Partire con l’idea di affrontare una negoziazione win-win ci dà infatti maggiori possibilità di ottenere ciò che vogliamo, migliorando la nostra capacità persuasiva, secondo il principio psicologico che si rifà al concetto di framing effect.

Secondo questo principio, noi percepiamo la realtà e facciamo delle scelte in base al contesto in cui abbiamo incorniciato una certa situazione: per cui, se cominciamo una trattativa pensando che ci saranno un vinto e un vincitore, avremo il 50% di possibilità di uscirne sconfitti, mentre se partiamo dal presupposto che dal negoziato usciranno due vincitori, ci porremo in una maniera diversa e riusciremo a spuntarla, ottenendo effettivamente il meglio per entrambe le parti.

In fase di trattativa, il modo in cui la questione e il problema verranno formulati andranno quindi ad influire molto sugli esiti dell’operazione, per cui è importante partire con il giusto atteggiamento e armarsi di abbondanti doti persuasive.

  1. Un’ancora da cui partire

Un’altra tecnica di negoziazione utilissima, è quella di essere primi ad ancorare la trattativa a dei numeri, che serviranno a portare l’interlocutore verso il risultato che speriamo di ottenere. Le ancore infatti sono uno strumento molto utile, come dimostrano diversi studi psicologici orientati in campo economico.

Essere i primi ad esprimere un numero, o meglio una cifra, in un negoziato, metterà nelle nostre mani il punto di partenza della negoziazione vera e propria, aiutandoci a spingere il nostro interlocutore nella direzione giusta.

Chiaramente, la finezza e la chiave del successo sta nel non indicare subito la cifra che abbiamo in mente, ma anzi una cifra assurdamente alta o bassa, a seconda se l’accordo che vogliamo raggiungere deve prevedere una cifra alta o bassa.

La prima cifra che proporremo verrà infatti scartata, come vuole ogni buona trattativa, ma ci permetterà di condurre il gioco in un senso o nell’altro, coinvolgendo il nostro interlocutore a muoversi nella stessa direzione e a rimanere all’interno di un certo range di valori, in base alla prima ancora che gli abbiamo fornito.

  1. Scenari di rischio e sicurezza

Un’altra strategia da mettere in atto per concludere al meglio una trattativa, è quello di mostrare alla controparte degli scenari e delle prospettive future, che gli facciano immaginare i rischi che potrebbero derivare da un fallimento della trattativa, sottolineando invece la sicurezza che il raggiungimento di un accordo potrà portare.

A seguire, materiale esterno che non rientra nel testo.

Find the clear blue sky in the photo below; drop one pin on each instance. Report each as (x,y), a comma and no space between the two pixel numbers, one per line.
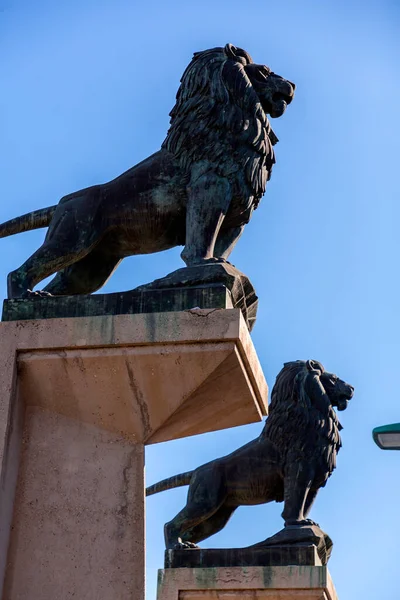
(86,91)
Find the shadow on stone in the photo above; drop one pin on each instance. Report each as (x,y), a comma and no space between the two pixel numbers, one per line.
(241,290)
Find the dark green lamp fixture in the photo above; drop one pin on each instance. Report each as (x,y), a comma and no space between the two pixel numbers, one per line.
(387,437)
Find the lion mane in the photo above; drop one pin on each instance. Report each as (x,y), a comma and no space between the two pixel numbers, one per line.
(299,423)
(218,116)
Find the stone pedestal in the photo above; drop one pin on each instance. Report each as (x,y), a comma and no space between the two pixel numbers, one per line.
(79,399)
(246,583)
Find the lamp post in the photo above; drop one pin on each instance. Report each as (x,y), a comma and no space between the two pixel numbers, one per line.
(387,437)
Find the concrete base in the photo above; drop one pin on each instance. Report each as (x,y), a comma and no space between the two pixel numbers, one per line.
(246,583)
(79,399)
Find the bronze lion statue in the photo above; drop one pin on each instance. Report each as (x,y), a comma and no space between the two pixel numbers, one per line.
(290,461)
(198,191)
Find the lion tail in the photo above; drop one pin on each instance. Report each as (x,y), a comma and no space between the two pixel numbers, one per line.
(34,220)
(170,483)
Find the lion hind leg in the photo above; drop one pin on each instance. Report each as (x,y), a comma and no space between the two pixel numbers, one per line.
(226,241)
(209,197)
(85,276)
(54,255)
(211,526)
(205,496)
(297,485)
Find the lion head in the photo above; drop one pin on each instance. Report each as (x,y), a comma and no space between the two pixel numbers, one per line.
(302,416)
(220,118)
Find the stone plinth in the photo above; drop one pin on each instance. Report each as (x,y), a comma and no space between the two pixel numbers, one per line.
(246,583)
(273,556)
(79,398)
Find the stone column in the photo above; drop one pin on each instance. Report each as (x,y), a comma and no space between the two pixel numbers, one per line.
(79,399)
(246,583)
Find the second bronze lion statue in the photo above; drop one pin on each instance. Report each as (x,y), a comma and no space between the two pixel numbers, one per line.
(198,191)
(290,461)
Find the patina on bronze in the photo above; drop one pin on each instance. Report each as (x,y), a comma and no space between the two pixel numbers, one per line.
(199,190)
(290,461)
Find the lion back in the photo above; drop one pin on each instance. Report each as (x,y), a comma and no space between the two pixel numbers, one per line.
(297,427)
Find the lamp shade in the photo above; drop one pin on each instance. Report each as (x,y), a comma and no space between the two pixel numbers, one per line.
(387,437)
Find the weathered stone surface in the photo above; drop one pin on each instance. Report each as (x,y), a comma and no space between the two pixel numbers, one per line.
(276,556)
(242,293)
(78,400)
(246,583)
(125,303)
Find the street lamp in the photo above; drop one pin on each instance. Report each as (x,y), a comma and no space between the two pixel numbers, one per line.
(387,437)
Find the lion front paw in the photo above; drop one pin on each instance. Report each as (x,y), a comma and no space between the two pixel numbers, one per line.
(301,523)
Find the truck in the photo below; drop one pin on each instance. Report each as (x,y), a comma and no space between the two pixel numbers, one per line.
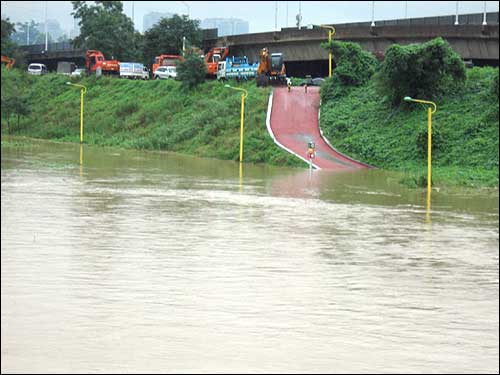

Questa tecnica di negoziazione sfrutta i principi della teoria del prospetto, secondo la quale le persone tendono a compiere delle scelte valutando sempre il grado di rischio che esse comportano, forse a causa di un innato istinto di sopravvivenza insito nella natura umana.

Nel corso della trattativa, dovete quindi cercare di far emergere la vostra volontà di allontanare i rischi, e la possibilità di stabilità e la sicurezza che offrite all’interlocutore, che risulteranno molto più appetibili del denaro.